Zur Biographie von Josef Alois Holzmann
Joseph Alois Holzmann wurde in ein sehr musikalisches Milieu hinein geboren: Sein Vater Joseph Holzmann war Pfarrorganist in Hall in Tirol, seine Mutter die Tochter eines Musikers am für seine Musikfreudigkeit berühmten Haller Damenstift. Nach dem frühen Tod des Vaters (1765) kam Joseph Alois Holzmann in die Obhut seines Stiefvaters Johann Prohaska, der ab 1774 das Organistenamt an der Haller Stadtpfarrkirche versah. Prohaska erkannte und förderte das herausragende musikalische Talent seines Schützlings. Im Stift Fiecht erhielt das musikalische Wunderkind vom angesehenen Musikpädagogen P. Magnus Dagn OSB Musikunterricht; später unternahm Joseph Alois mit seinem Stiefvater Kunstreisen als Cembalo- und Orgelvirtuose, die ihn unter anderem in süddeutsche Residenzen und Klöster führten. In Hall bekleidete Joseph Alois Holzmann das Amt eines zweiten Pfarrorganisten; erster Organist blieb sein Stiefvater, der ihn um sieben Jahre überlebte.

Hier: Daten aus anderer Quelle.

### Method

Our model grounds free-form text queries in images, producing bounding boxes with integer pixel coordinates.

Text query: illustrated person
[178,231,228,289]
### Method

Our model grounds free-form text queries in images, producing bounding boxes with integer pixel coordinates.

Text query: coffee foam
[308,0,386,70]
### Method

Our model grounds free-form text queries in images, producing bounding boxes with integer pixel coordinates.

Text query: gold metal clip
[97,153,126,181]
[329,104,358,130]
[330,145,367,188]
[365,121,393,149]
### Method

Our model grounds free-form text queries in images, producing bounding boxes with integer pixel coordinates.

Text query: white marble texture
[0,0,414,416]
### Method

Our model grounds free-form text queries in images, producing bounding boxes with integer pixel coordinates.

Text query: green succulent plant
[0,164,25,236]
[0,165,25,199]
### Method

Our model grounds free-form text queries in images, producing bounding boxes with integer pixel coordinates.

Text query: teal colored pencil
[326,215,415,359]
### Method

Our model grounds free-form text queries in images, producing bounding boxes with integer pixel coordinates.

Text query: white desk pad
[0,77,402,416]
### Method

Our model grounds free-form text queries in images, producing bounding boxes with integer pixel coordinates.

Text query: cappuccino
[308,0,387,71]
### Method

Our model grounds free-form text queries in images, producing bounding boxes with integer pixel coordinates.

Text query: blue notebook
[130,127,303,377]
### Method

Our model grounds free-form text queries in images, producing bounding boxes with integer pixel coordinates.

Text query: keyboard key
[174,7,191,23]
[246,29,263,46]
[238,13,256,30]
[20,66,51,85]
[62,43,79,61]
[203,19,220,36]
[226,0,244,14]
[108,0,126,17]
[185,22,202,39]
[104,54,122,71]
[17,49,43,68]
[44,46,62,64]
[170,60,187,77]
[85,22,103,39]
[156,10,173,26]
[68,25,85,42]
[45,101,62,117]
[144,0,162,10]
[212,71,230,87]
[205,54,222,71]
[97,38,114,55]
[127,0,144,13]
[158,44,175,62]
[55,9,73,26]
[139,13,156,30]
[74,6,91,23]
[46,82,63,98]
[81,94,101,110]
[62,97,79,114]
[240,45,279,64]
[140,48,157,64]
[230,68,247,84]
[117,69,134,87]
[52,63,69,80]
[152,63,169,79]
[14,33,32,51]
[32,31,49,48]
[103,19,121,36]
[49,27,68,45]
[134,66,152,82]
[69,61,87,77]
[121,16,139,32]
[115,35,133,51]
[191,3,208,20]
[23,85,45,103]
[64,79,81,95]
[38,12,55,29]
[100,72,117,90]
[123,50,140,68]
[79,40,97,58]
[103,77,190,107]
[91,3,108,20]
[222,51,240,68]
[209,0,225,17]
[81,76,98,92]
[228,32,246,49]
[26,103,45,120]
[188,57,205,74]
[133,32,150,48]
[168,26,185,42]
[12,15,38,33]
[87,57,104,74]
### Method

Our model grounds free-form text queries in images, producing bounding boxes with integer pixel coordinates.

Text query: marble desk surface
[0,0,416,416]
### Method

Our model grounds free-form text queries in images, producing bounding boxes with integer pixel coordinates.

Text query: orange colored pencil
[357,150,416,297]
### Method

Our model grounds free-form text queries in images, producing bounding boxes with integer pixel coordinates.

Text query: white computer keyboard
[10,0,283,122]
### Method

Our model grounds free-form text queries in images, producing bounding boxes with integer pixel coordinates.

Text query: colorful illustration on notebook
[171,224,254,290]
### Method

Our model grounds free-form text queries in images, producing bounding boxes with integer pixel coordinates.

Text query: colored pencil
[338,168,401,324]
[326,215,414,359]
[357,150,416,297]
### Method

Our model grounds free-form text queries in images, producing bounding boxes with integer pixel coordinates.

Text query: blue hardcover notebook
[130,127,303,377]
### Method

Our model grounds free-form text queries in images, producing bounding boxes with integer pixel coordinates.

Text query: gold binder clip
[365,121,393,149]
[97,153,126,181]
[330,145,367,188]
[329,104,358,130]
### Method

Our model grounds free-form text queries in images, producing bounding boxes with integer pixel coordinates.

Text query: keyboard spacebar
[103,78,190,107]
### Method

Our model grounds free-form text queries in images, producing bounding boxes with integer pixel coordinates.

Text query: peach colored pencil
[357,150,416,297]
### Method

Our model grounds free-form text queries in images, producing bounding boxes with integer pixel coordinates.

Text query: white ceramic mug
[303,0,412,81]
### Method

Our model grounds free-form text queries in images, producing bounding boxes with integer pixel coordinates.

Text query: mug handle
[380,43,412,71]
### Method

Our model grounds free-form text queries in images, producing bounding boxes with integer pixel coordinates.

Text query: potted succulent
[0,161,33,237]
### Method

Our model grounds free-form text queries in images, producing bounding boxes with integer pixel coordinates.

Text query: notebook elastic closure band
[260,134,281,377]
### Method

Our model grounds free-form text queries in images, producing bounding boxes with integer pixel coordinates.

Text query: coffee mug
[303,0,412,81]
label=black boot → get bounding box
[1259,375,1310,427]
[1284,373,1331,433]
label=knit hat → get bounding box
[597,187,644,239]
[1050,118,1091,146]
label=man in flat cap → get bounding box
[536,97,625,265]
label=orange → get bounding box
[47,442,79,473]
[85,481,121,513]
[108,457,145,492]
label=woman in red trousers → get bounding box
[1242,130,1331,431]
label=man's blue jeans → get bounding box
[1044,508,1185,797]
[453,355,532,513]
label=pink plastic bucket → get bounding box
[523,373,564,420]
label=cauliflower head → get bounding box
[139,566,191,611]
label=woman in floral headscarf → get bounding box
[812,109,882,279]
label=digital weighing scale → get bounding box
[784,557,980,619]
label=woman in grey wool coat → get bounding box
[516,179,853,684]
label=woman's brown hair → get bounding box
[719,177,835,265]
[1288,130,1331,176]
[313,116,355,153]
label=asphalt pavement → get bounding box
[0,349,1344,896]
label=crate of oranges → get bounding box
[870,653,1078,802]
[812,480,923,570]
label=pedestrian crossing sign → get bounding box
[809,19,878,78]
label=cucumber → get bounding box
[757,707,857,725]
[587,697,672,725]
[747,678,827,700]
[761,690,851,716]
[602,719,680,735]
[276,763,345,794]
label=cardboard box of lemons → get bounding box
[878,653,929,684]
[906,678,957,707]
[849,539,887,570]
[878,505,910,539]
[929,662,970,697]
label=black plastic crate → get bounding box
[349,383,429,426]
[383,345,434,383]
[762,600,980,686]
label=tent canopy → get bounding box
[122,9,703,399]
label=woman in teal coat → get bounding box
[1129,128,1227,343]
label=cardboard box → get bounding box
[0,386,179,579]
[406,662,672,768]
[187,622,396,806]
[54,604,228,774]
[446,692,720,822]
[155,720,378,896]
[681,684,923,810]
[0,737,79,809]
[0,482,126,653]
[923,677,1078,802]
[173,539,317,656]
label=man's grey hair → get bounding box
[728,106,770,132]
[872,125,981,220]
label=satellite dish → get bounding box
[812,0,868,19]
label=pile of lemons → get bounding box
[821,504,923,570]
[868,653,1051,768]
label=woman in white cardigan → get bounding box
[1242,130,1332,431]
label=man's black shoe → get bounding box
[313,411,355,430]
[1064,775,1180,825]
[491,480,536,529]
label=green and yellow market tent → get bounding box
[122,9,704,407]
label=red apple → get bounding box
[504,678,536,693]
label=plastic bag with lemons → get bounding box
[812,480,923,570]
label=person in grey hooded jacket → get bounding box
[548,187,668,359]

Schon in jungen Jahren erwarb sich Holzmann einen ausgezeichneten Ruf als Organist, Lehrer und Komponist. Zeit seines Lebens blieb er seiner Heimatstadt treu und schlug finanziell wesentlich lukrativere Stellenangebote aus dem In- und Ausland aus. Der Pfarrer von Hall bezeichnete ihn 1801 als die „Seele des hiesigen Musikchores“, von dem „ein großer Teil des Ruhms, in welchem unsere Stadt Hall im Ausland bisher gestanden“ abhänge. Anläßlich der Begutachtung der renovierten Orgel der Franziskanerkirche in Schwaz wird er 1806 im Protokoll der Tiroler Franziskanerprovinz als „famosissimus in nostra Patria organoeda“ (berühmtester Organist unseres Vaterlandes) bezeichnet. Der berühmteste unter den zahlreichen Orgelschülern Holzmanns war der gebürtige Sterzinger Johann Baptist Gänsbacher (1778-1844), der ab 1823 als Kapellmeister am Wiener Stephansdom wirkte.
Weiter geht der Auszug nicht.